The night before he went to London, Richard Mayhew was not enjoying himself. -Neil Gaiman, Neverwhere.

All children grow up, except one. -J.M Barrie, Peter Pan

there are many more, but I'm going to have to consult my books to get the correct lines.


----------



## joxy (Sep 3, 2004)

It has been mentioned, but only _en passant_, so we had better include specifically: "Of arms and the man I sing".

Ol'g: You have "many more"; how about one or two from the Finnish, in the original as well as in translation?


----------



## Ol'gaffer (Sep 3, 2004)

joxy said:


> Ol'g: You have "many more"; how about one or two from the Finnish, in the original as well as in translation?



Most certainly, how could have I forgotten:

Mieleni minun tekevi, 
aivoni ajattelevi 
lähteäni laulamahan, 
saa'ani sanelemahan, 
sukuvirttä suoltamahan, 
lajivirttä laulamahan. 
Sanat suussani sulavat, 
puhe'et putoelevat, 
kielelleni kerkiävät, 
hampahilleni hajoovat. 

Kalevala, Elias Lönrott.

Translation:

MASTERED by desire impulsive,
By a mighty inward urging,
I am ready now for singing,
Ready to begin the chanting
Of our nation's ancient folk-song
Handed down from by-gone ages.
In my mouth the words are melting,
From my lips the tones are gliding,
From my tongue they wish to hasten;
When my willing teeth are parted,
When my ready mouth is opened,
Songs of ancient wit and wisdom
Hasten from me not unwilling.

Next one is not a Finnish writer, but it's one of my favorite books still. She's a Swedish writer, Astrid Lindgren.

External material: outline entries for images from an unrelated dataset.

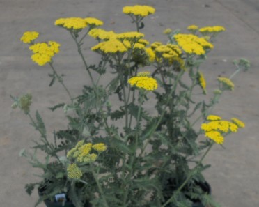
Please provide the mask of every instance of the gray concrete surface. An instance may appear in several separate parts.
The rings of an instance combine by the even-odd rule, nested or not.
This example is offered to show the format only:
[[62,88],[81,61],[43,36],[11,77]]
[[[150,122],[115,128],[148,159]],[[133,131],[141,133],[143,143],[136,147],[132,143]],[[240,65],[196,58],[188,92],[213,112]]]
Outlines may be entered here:
[[[245,57],[251,63],[246,73],[235,77],[235,89],[224,94],[214,109],[226,118],[235,116],[246,126],[227,137],[226,149],[216,146],[205,162],[212,167],[205,176],[212,185],[212,195],[224,207],[259,206],[259,1],[258,0],[0,0],[0,206],[33,206],[34,193],[26,195],[24,185],[36,181],[37,171],[26,160],[19,158],[21,148],[28,148],[38,135],[29,120],[10,108],[10,95],[31,92],[33,109],[42,113],[49,132],[62,128],[63,114],[50,113],[47,107],[68,100],[58,84],[48,87],[47,66],[39,67],[30,60],[30,52],[19,42],[25,31],[41,33],[40,40],[54,40],[61,44],[55,57],[56,68],[66,75],[65,82],[75,93],[87,83],[75,47],[65,31],[54,26],[56,19],[71,16],[93,16],[104,22],[104,28],[118,32],[134,29],[130,19],[122,13],[125,6],[147,4],[157,11],[145,20],[143,32],[150,42],[166,41],[164,29],[181,29],[221,25],[226,31],[220,34],[214,49],[202,70],[208,91],[216,86],[219,75],[228,75],[235,70],[231,62]],[[93,42],[86,42],[85,55],[95,62],[98,56],[89,52]],[[44,206],[41,205],[40,206]]]

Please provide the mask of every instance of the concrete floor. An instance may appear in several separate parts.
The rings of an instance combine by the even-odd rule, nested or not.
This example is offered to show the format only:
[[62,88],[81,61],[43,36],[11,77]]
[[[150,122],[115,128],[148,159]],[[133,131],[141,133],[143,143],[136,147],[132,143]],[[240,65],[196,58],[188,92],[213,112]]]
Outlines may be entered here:
[[[50,113],[47,107],[68,100],[58,84],[49,88],[50,68],[31,61],[30,52],[19,41],[23,32],[38,31],[40,40],[61,44],[55,64],[59,72],[66,75],[64,81],[70,91],[79,93],[88,79],[68,33],[54,26],[55,20],[92,16],[102,20],[104,29],[130,31],[134,27],[122,13],[122,8],[134,4],[147,4],[157,10],[146,18],[142,31],[150,42],[165,42],[162,31],[168,27],[185,32],[193,24],[226,28],[201,68],[209,93],[214,89],[219,75],[228,75],[235,70],[233,59],[244,57],[251,61],[251,70],[234,78],[235,89],[224,94],[214,111],[225,118],[239,118],[246,126],[226,139],[226,149],[212,149],[205,160],[212,164],[205,176],[213,197],[222,206],[259,206],[258,0],[0,0],[1,207],[33,206],[38,197],[36,193],[29,197],[24,190],[26,183],[37,180],[33,176],[37,172],[18,155],[22,148],[32,145],[38,135],[28,124],[27,117],[11,109],[10,95],[31,93],[32,110],[42,113],[49,132],[62,128],[64,122],[62,113]],[[93,44],[89,39],[84,49],[87,59],[94,62],[98,57],[89,52]]]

Nyt minä rupean kertomaan veljestäni. Veljeni on Joonatan Leijonanmieli, hänestä minä kerron.

Translation: Now I'm going to tell you about my brother. My Broter is Jonathan Lionheart, of him I'm going to tell you about.

Astrid Lindgren, Brothers Lionheart. (Veljeni Leijonanmieli)

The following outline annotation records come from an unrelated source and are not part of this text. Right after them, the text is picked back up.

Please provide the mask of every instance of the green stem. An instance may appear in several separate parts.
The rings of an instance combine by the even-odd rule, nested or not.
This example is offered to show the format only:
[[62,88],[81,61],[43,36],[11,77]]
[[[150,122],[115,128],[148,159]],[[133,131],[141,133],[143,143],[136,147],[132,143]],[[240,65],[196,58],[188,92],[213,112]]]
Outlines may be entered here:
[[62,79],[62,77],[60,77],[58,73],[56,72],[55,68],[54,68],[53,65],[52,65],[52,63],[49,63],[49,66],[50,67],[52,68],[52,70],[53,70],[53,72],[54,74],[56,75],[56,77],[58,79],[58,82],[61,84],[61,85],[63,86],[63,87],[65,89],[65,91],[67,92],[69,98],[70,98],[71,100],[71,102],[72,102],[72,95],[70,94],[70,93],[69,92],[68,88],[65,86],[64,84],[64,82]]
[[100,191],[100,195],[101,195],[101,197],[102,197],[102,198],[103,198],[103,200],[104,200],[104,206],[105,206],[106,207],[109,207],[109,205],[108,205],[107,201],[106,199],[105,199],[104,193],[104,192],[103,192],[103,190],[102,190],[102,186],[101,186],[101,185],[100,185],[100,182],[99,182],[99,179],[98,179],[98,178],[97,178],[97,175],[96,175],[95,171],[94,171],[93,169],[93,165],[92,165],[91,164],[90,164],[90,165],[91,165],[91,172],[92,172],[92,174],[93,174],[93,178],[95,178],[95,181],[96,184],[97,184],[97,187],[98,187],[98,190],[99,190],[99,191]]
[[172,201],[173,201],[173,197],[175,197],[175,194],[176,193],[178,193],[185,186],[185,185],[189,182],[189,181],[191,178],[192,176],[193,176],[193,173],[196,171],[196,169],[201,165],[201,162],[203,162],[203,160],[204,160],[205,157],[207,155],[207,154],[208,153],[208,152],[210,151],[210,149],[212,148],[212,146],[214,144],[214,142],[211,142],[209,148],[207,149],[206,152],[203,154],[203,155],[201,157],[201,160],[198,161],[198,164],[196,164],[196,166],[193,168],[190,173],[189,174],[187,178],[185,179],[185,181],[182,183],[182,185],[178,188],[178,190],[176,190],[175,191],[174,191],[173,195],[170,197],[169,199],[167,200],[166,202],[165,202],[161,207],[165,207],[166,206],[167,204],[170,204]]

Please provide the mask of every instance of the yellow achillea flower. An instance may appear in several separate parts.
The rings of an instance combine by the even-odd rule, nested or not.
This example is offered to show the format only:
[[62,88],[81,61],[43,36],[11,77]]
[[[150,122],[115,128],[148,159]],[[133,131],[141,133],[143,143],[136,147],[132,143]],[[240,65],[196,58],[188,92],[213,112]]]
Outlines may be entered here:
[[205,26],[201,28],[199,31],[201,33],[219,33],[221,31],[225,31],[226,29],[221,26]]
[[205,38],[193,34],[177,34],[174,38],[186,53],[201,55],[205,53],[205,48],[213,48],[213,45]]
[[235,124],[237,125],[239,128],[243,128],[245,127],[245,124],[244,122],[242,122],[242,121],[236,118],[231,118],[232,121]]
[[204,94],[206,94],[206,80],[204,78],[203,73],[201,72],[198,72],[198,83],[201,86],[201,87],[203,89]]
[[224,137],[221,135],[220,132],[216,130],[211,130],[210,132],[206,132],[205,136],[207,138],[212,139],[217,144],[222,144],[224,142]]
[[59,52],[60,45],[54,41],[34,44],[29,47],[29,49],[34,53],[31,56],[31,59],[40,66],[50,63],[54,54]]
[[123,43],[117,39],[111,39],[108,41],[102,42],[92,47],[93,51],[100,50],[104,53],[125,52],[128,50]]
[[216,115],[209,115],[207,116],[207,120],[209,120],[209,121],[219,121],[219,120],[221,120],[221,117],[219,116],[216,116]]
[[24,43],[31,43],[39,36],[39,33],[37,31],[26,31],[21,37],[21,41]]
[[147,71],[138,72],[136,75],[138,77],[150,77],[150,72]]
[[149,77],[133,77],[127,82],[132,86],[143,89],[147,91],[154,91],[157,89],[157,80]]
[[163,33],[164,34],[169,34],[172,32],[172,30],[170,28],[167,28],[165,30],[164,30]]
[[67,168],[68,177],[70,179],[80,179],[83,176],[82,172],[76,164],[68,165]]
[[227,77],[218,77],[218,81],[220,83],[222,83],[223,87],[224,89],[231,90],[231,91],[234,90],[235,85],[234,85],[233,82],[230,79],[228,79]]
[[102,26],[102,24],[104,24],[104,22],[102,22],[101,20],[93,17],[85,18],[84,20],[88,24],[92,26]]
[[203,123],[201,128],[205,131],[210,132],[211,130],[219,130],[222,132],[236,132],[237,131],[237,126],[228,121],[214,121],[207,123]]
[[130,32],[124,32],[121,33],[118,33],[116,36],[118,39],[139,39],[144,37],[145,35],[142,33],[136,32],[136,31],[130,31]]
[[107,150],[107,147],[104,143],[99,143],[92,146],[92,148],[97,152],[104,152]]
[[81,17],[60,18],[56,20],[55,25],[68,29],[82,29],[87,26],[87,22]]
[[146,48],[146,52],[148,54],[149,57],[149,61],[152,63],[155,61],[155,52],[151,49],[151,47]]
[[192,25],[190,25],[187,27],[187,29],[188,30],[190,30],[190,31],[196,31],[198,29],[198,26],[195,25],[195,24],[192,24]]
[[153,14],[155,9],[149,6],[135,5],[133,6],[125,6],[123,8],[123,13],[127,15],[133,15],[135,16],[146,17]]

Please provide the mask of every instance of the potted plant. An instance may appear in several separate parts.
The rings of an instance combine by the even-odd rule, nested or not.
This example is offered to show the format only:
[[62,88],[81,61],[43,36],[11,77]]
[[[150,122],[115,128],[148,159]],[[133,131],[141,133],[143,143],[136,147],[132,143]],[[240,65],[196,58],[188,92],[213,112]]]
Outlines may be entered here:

The book is close to my heart because my mother read it to me when I was a child, and my third name, Joonatan, comes from the main charecter of this book.


----------



## joxy (Sep 3, 2004)

Thanks Ol'g, I'm glad I asked, and I'm very glad you didn't restrict yourself to the topic of first lines, only.
We all know of the Kalevala, but I'm pretty sure very few know what it is about. That has everything, rhyme, rhythm, alliteration, assonance, all the tricks of the literary trade thrown into one delightful verse. The translation is pretty good too, but there's no wonder that Tolkien liked the original so much. Another good thing about the extract is that it makes the language, which had previously been unfathomable outside its homeland, verge on the accessible. The Swedish author also knows how to handle it well, in her elegant actual first line.


----------